The 57km (35-mile) twin-bore Gotthard base tunnel will
provide a high-speed rail link under the Swiss Alps between northern and
southern Europe.
Switzerland says it will revolutionise European freight
transport.
Goods currently carried on the route by a million lorries a
year will go by train instead.
Switzerland's engineering triumph
The tunnel will overtake Japan's 53.9 km Seikan rail tunnel
as the longest in the world and push the 50.5 km Channel Tunnel linking the UK
and France into third place.
German Chancellor Angela Merkel, French President Francois
Hollande and Italy's Prime Minister Matteo Renzi are due to attend the grand
opening.
"It is just part of the Swiss identity," federal
transport office director Peter Fueglistaler told Reuters news agency.
"For us, conquering the Alps is like the Dutch
exploring the oceans."
The project, which cost more than $12bn to build, was
endorsed by Swiss voters in a referendum in 1992. Voters then backed a proposal
from environmental groups to move all freight travelling through Switzerland
from road to rail two years later.
The completed tunnel travels up to 2.3 km below the surface
of the mountains above and through rock that reaches temperatures of 46C.

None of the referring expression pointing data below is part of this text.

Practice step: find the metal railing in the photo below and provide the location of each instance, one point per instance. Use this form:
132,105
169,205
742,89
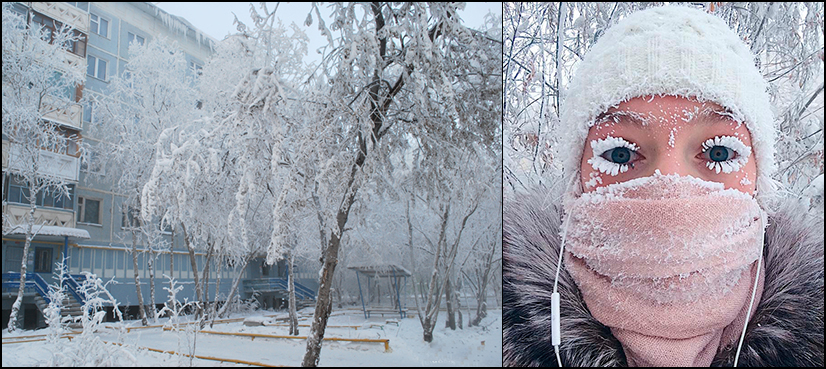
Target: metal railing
277,284
11,281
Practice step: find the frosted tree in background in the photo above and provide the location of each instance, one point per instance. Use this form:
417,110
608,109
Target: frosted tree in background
385,65
544,42
36,76
152,94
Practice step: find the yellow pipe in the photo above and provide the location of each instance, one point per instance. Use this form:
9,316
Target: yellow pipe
163,352
201,357
253,335
356,327
36,335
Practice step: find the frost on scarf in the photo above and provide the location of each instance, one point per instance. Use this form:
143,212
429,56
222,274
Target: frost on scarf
666,238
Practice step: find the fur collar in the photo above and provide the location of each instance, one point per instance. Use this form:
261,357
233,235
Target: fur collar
786,329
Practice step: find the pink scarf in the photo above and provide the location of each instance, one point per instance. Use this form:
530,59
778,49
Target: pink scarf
668,263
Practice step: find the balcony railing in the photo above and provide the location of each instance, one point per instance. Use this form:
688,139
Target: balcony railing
68,115
59,165
16,214
64,13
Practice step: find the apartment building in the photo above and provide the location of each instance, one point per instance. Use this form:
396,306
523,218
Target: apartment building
90,227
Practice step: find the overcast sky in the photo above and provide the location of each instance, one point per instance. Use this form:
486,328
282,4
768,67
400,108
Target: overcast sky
215,19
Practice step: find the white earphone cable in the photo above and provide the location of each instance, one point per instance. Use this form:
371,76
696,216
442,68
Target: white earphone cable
753,293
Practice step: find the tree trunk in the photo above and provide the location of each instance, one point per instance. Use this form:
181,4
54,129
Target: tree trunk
15,308
152,257
194,265
324,303
214,311
235,284
141,307
291,288
481,304
451,314
205,282
172,302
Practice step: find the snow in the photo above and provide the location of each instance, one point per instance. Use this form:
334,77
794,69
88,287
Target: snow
471,346
44,230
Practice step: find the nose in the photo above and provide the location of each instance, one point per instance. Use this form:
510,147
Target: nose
671,164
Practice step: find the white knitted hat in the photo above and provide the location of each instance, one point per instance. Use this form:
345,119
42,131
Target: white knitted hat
669,50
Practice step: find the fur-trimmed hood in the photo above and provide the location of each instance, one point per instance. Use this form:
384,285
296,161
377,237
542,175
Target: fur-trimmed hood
786,329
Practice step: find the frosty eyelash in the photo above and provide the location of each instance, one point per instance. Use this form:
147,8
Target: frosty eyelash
729,142
601,146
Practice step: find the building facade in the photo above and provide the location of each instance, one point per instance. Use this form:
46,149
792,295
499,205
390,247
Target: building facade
90,227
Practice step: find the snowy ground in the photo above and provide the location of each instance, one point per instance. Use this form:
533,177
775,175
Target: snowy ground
474,346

Engineers had to dig and blast through 73 different kinds of
rock, some as hard as granite and others as soft as sugar. More than 28m tonnes
of rock was excavated. Nine workers died during the work.
About 260 freight trains and 65 passenger trains will go
through the tunnel every day.
Now the completed tunnel - delivered on time and within
budget - will create a mainline rail connection between Rotterdam in the
Netherlands and Genoa in Italy.
When full services begin in December, the journey time for
travellers between Zurich and Milan will be reduced by an hour to two hours and
40 minutes.
Its trajectory will be flat and straight instead of winding
up through the mountains like the old rail tunnel and a road tunnel opened in
1980.
About 260 freight trains and 65 passenger trains will pass
through the tunnel in as little as 17 minutes.
The tunnel is being financed by value-added and fuel taxes,
road charges on heavy vehicles and state loans that are due to be repaid within
a decade.
Swiss bank Credit Suisse has said is economic benefits will
include the easier movement of goods and increased tourism.